Oct. 21 (Bloomberg) -- BlackRock Inc. Chief Investment Officer Rick Rieder said the world’s biggest money manager remains a buyer of Italian government debt as European policy makers gather to address the region’s sovereign debt crisis.
“Italy is attractive,” Rieder said during an interview on “InBusiness With Margaret Brennan” on Bloomberg Television. “As long as we are moving toward solutions, we think Italy is very reasonable at these levels.”
Euro finance ministers meet today, followed by ministers from all 27 European Union countries tomorrow. EU and euro-area leaders gather on Oct. 23, with another euro summit scheduled on Oct. 26. The agenda will focus on how to save Greece from default, shield banks from the fallout and build more powerful defenses against the debt crisis rocking the 17-nation euro economy. As a first step, they are set to approve releasing the next aid payment for Greece.
All 16 countries that were using the euro last year increased their debt load, boosting the region’s average to 85.4 percent of gross domestic product from 79.8 percent in 2009, the European Union’s statistics office in Luxembourg said today. The countries with the highest ratios of government debt to GDP were Greece at 144.9 percent, and Italy at 118.4 percent. Estonia joined the union this year.
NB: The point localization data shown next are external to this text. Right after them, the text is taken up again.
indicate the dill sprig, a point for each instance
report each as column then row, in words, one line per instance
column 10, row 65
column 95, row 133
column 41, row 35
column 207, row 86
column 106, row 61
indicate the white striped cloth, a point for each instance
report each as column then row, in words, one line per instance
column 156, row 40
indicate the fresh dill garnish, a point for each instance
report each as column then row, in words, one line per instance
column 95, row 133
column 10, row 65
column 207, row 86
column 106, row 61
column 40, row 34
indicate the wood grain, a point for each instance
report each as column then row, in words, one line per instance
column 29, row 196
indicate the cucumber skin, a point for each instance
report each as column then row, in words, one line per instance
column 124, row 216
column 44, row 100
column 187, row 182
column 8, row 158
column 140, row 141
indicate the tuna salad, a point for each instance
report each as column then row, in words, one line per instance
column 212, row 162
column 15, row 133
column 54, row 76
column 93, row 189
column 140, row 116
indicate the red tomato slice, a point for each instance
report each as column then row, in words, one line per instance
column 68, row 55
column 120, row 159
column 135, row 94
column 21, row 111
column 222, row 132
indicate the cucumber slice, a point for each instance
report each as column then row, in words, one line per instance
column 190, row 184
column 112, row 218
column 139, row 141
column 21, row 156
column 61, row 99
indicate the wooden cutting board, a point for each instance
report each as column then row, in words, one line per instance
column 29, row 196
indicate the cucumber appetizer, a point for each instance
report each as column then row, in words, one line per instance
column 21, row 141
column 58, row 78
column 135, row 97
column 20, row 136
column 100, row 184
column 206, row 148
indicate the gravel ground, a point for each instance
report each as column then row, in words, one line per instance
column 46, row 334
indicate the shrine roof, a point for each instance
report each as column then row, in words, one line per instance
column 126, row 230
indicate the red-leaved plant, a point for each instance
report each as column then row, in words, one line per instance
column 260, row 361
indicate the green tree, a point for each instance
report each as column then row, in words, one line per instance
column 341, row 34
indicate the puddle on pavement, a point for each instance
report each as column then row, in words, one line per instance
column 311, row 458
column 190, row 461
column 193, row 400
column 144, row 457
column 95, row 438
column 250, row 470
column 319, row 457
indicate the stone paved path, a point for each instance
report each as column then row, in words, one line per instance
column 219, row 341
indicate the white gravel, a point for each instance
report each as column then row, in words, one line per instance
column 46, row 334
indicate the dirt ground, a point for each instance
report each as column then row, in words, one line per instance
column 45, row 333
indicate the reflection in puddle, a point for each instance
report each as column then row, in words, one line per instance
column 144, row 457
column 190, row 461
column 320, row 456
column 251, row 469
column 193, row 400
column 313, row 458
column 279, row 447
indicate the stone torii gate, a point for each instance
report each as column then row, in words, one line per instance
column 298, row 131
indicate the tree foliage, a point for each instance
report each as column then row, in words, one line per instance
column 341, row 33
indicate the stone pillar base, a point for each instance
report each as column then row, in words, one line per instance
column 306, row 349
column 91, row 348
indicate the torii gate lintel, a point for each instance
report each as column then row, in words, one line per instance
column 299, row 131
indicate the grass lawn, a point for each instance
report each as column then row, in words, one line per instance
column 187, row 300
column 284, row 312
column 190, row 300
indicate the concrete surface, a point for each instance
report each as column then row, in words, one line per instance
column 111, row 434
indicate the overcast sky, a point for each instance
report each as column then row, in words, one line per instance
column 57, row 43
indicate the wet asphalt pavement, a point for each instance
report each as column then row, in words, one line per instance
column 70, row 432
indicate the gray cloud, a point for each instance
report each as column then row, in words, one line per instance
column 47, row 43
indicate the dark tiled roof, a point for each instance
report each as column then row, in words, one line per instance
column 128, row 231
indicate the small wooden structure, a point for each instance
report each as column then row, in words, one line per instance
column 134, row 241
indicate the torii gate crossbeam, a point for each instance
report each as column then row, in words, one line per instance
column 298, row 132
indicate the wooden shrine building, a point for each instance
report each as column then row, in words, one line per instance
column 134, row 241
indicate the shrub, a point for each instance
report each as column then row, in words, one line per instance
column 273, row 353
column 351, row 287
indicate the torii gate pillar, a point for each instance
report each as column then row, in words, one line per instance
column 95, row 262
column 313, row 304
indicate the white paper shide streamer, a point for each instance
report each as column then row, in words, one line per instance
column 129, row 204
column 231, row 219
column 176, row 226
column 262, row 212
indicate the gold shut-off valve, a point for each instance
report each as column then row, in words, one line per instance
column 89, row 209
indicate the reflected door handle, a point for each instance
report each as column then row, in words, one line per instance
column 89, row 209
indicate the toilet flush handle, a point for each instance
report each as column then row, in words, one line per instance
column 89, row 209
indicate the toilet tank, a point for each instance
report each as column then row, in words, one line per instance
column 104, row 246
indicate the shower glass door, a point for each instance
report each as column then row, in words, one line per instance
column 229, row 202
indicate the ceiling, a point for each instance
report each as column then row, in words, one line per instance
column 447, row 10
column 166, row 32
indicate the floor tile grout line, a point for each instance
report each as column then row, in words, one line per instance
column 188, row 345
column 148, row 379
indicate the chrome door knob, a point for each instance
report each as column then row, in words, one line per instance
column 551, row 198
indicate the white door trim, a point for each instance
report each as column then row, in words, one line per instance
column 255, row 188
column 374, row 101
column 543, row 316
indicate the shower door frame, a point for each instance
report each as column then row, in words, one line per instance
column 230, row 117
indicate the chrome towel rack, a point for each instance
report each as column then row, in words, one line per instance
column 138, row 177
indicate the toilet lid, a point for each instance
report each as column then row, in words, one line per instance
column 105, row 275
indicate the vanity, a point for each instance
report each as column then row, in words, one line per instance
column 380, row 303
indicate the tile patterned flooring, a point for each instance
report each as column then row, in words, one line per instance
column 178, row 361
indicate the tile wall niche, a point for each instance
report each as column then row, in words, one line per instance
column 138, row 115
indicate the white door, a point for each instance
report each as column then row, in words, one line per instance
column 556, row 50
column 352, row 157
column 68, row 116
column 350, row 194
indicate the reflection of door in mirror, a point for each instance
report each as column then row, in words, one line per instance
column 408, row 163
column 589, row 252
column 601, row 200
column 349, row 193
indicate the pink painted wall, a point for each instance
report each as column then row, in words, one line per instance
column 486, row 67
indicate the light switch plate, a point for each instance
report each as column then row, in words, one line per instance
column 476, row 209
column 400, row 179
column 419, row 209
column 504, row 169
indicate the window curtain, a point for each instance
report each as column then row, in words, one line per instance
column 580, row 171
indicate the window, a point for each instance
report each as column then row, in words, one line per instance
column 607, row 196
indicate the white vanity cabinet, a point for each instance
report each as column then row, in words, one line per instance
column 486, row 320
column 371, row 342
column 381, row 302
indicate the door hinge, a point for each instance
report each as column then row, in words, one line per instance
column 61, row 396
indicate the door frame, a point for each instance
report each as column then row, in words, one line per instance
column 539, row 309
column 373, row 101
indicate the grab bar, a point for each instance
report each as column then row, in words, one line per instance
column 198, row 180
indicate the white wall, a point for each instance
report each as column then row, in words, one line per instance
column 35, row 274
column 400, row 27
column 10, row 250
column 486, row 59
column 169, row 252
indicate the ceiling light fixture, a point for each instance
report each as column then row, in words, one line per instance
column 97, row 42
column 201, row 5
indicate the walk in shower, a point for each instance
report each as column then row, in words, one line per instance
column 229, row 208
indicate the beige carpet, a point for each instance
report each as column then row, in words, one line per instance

BlackRock, which manages about $3.66 trillion in assets, has also been buying debt issued by financial firms and high- yield bonds, Rieder said. As with the Italian bonds BlackRock has bought, the financial debt will benefit “as soon as you see stability,” Rieder said.
High-yield securities have become attractive as a decline in support for the debt by bond dealers has made it harder to trade, Rieder said. That creates “great opportunities” for “investors with a longer-term outlook,” he said.
The European Central Bank bought small amounts of Spanish and Italian government debt today, according to two people with direct knowledge of the transactions, who asked not to be identified because the deals are confidential. Italy’s 10-year rate dropped 12 basis points to 5.89 percent.